NEW YORK (Reuters Health) - People who experience migraines with aura during middle age are more than twice as likely as those without headaches to be diagnosed with Parkinson’s disease later in life, according to a new study.

Whether or not you’ve had headaches, Parkinson’s disease is still rare, lead author Ann I. Scher told Reuters Health.

“This definitely should not alarm people,” said Scher, of the Uniformed Services University and the National Institute on Aging in Bethesda, Maryland.

“Even though the risk was doubled, it was still uncommon, so people should not be unduly concerned,” she said.

Nonetheless, the results are novel and should be interesting to scientists and researchers, she said.

Past studies have linked migraine with movement disorders like Parkinson’s and restless legs syndrome, in part based on shared features such as dysfunction in the brain’s responses to the neurotransmitter dopamine, Scher and her colleagues note in the journal Neurology.

But those studies were limited to groups with specific disorders, so she and her team wanted to look at a broader population sample over time to see if migraine was linked to later Parkinson’s.

The researchers used data from an existing study started by the Icelandic Heart Association in 1967, which included people born between 1907 and 1935.

The men and women randomly selected to be part of the study group answered questions about headache symptoms at an average age of 51. If they reported at least one headache per month, they answered follow-up questions to categorize the type of headache based on migraine symptoms like nausea, pain on one side of the head, sensitivity to light, visual disturbance before or during the headache and numbness.

Nonmigraine headaches include none, or at most one, of those symptoms. Someone who has migraine without aura might experience nausea, one-sided pain or sensitivity to light. Migraines with aura include visual disturbance or numbness in addition to any of the other symptoms.

Of the 5,620 people included in the study, almost 4,000 had no headaches, 1,028 reported non-migraine headaches, 430 had migraines with aura and 238 had migraines without aura.

Typically, Scher said, about a third of migraine sufferers have migraines with aura.

In an interview at around age 77, participants answered questions about movement disorder symptoms like hand tremor, weak voice, stiff gait, arm rigidity, slowed arm movement or smaller handwriting.

Almost nine percent of the group reported four or more movement disorder symptoms.

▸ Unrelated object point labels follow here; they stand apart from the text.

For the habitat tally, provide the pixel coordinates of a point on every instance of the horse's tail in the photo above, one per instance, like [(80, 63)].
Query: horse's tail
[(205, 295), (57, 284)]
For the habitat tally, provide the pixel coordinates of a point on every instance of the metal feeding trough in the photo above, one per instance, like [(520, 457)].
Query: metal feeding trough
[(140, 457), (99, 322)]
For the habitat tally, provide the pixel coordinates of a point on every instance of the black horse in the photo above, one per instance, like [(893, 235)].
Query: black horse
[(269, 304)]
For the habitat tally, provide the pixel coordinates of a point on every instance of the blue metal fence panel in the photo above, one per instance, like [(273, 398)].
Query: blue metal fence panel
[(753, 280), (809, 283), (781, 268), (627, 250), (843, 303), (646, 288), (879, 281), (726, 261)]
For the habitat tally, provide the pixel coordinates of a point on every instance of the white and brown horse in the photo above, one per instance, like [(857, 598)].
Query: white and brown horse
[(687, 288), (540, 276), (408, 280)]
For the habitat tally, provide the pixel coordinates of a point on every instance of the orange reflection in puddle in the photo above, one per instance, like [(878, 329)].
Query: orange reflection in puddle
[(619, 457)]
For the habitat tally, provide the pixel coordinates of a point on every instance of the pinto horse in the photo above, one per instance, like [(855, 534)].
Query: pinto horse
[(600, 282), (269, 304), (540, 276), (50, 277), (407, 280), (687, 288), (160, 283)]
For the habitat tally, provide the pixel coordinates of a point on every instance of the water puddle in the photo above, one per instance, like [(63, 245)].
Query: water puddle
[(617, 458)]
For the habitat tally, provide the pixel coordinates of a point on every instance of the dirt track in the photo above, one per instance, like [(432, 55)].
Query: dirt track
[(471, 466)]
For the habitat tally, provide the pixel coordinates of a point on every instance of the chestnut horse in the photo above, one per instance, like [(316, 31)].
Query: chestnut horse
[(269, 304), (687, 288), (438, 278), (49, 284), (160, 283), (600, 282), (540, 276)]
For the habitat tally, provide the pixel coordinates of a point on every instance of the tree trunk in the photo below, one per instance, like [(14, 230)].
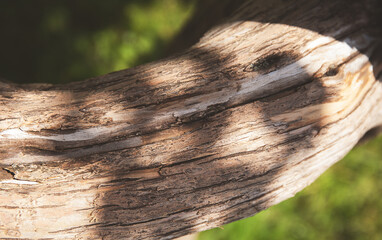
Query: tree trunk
[(250, 115)]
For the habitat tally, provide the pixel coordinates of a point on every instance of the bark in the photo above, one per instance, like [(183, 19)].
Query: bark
[(250, 115)]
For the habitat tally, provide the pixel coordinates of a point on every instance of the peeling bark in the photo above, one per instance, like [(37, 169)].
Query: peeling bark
[(247, 117)]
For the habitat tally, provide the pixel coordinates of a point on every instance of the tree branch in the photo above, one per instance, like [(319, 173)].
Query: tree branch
[(250, 115)]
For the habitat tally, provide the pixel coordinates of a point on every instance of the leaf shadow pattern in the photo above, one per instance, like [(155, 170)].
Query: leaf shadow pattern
[(229, 153), (223, 181)]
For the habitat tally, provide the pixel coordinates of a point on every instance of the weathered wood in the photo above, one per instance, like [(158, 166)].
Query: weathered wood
[(244, 119)]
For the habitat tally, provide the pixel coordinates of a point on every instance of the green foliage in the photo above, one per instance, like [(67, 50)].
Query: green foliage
[(344, 203), (65, 40), (68, 40)]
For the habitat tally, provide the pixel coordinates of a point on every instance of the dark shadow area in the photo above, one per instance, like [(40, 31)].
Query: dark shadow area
[(247, 181)]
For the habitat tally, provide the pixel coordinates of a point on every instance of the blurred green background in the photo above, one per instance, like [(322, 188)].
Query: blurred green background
[(70, 40)]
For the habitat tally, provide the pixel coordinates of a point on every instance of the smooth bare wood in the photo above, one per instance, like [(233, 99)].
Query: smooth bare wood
[(250, 115)]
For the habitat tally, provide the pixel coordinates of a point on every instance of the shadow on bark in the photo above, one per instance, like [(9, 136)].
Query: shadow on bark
[(218, 184)]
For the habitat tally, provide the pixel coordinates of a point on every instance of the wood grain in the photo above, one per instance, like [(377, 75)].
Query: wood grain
[(244, 119)]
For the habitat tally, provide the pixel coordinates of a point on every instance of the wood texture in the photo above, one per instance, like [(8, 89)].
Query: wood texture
[(247, 117)]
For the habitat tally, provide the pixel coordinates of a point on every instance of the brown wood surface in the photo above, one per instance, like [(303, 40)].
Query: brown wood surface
[(255, 111)]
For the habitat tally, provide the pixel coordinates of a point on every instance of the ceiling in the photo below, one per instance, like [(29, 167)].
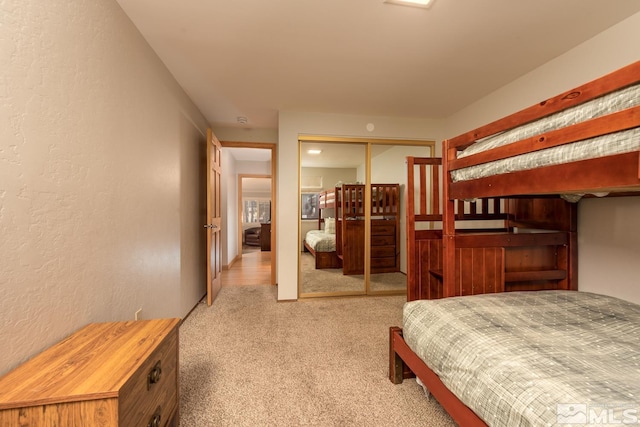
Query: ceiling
[(254, 58)]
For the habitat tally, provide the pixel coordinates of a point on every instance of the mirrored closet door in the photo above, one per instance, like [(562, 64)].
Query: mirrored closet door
[(327, 228), (352, 196)]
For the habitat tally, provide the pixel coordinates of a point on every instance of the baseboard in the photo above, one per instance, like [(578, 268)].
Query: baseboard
[(233, 261)]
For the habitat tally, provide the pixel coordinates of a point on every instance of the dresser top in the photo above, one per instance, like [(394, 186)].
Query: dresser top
[(92, 363)]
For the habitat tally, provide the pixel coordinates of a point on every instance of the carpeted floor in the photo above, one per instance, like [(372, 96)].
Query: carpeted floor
[(251, 361), (332, 279)]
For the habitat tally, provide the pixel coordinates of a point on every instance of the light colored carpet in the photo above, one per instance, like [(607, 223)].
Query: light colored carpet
[(313, 280), (251, 361)]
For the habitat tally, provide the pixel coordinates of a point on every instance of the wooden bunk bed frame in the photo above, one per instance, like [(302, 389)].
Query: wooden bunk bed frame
[(497, 258), (348, 203), (614, 173)]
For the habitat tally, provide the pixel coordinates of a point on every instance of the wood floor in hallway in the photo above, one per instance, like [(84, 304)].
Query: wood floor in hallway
[(254, 268)]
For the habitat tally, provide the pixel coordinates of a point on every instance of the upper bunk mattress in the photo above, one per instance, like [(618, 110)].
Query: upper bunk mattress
[(606, 145), (531, 358)]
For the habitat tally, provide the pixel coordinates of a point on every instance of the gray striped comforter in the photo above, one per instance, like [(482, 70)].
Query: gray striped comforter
[(540, 358)]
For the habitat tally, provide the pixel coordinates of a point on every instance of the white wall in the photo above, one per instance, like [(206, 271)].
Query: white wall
[(99, 176), (292, 124), (608, 229)]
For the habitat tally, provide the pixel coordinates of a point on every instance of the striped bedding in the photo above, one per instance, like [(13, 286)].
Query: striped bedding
[(606, 145), (541, 358), (321, 241)]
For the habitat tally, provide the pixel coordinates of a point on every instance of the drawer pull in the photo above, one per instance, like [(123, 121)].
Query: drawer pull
[(154, 375), (154, 421)]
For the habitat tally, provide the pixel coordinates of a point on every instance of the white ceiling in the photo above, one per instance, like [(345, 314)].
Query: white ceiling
[(254, 58)]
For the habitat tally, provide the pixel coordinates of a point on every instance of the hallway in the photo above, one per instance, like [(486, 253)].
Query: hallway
[(253, 268)]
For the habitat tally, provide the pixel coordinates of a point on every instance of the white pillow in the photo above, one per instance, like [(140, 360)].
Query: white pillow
[(330, 225)]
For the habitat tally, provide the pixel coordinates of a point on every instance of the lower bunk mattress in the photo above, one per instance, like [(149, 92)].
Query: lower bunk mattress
[(320, 241), (539, 358)]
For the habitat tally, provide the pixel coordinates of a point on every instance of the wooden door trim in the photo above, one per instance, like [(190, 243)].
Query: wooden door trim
[(273, 147)]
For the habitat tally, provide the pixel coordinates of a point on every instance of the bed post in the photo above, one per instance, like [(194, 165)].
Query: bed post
[(448, 226), (412, 284)]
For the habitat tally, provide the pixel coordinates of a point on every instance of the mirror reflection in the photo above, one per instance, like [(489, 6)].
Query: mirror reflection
[(325, 168), (332, 204)]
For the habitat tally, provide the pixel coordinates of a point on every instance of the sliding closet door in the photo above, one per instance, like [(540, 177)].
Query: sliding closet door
[(332, 219)]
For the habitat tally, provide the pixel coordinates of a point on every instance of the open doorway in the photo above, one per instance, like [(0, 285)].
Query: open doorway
[(249, 204)]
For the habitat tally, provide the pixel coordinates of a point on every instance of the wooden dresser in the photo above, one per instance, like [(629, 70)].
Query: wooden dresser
[(105, 374)]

All movement symptoms were more common for people who reported migraine with aura earlier in life, especially hand tremor and arm rigidity.

Most symptoms were also more common for people with migraine without aura, but the connection was stronger for those with aura, according to study results.

Only 1.2 percent of the group as a whole reported being diagnosed with Parkinson’s disease. Those who had reported migraine with aura were two and a half times more likely to be diagnosed with Parkinson’s than those with no headaches.

While Parkinson’s disease was strongly related to certain types of headaches, restless leg syndrome was more common for people with all types of headaches. The same connection has been found before, Scher said.

"You wonder, because it’s a population based study and done some time ago, whether some of those labeled as migraine without aura did have aura,” said Dr. Peter J. Goadsby, a headache diagnosis and treatment specialist at the University of California, San Francisco, who was not part of the new study.

He has almost never encountered a patient with headaches and Parkinson’s disease, but it is interesting to consider headaches earlier in life and Parkinsonism later, he told Reuters Health by phone.

People with migraines with aura tend to be at increased risk of stroke, and some types of Parkinsonism are also related to stroke or stroke risk, but based on these results, stroke doesn’t explain the connection, Scher said.

“We don’t think it’s the medications they’re taking either,” she said.

It could be that people with migraines and Parkinson’s may share a genetic trait that explains the connection, or it may be that those with migraines tend to have experienced more head injuries, which may then increase Parkinson’s risk, she said.

“This is all speculation,” Scher said. “It could be more than one thing and they could work together - genes and environment.”

It would be too speculative to suggest what people with headaches could do to reduce their risk of Parkinson’s disease later in life, she said.

Although the study does not have immediate clinical applications, it may have implications for developing new therapies to treat migraine, Goadsby said.

“I’m really hopeful that this will someday lead to better understanding of what migraine is,” Scher said.